I left Kolkata in 2001. Every few months I would return. On those visits, everything would feel the same, comfortable, easy, drenched in nostalgia. But when I adjust the telescope a bit and compare then with now — 15 years later — things feel very different: The Communist Party is no longer in power; Kolkata has continued to fall behind the pecking order in India, overtaken by previously lesser metropolises; and there’s been a considerable brain drain, with the best and brightest students packing their bags for other cities.
Even the old world charm of Kolkata seems masked, diminished: new malls and high rises jostle with the old three and four-storey homes that once dotted the city. The changes are necessary, though, as more and more rural Indians throng to the big cities in search of work and opportunities. Meanwhile, India has gotten more middle class, the youth have become more aspirational.
It is less common to hear of a bridge collapsing – in part because bridges are used by everyone, rich and poor, powerful or powerless. They are more democratic. Perhaps that’s why there is a greater sense of anger and surprise in Kolkata.
Disaster relief is also a struggle in India.
According to eyewitnesses at Girish Park, it was many hours before cranes and trucks arrived on the scene to clear the rubble. In part this is also because Kolkata’s roads are so narrow – getting from one place to another in a good time is a struggle, let alone after the collapse of a key arterial bridge.

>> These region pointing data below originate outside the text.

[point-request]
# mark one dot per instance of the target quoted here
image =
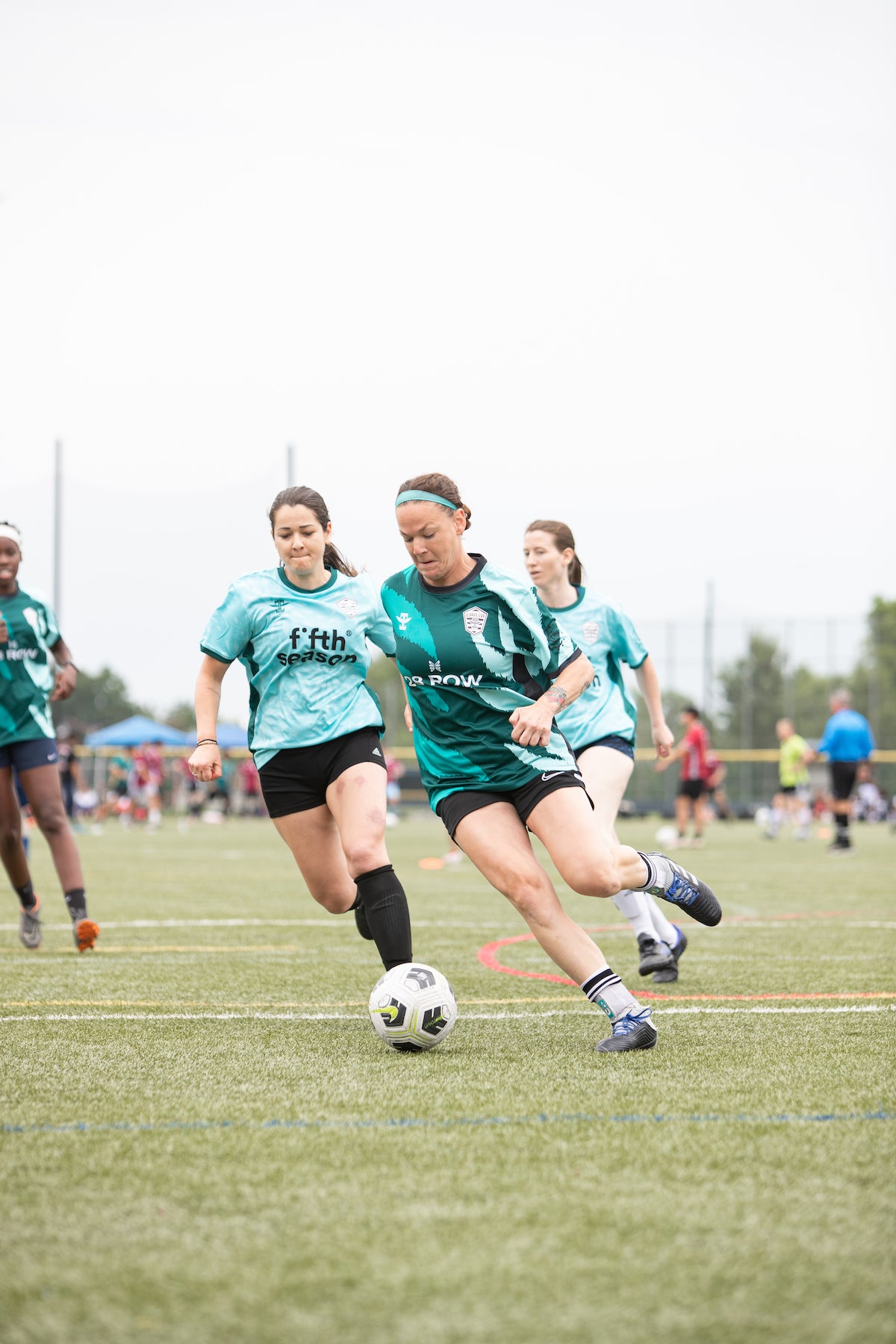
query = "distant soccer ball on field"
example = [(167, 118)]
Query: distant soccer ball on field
[(413, 1007)]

I’m surrounded by members of the West Bengal Police and the NDRF – National Disaster Relief Force – as I write this, ducked away at a bend in the road. One of the workers glances at his watch and exclaims: “It’s nearly 24 hours – who can survive this?”
But the workers carry on, clearing the piles of debris. It’s a race against time, a race against all hope. I’m fairly sure this isn’t the last such story I’ll cover in India, unfortunately.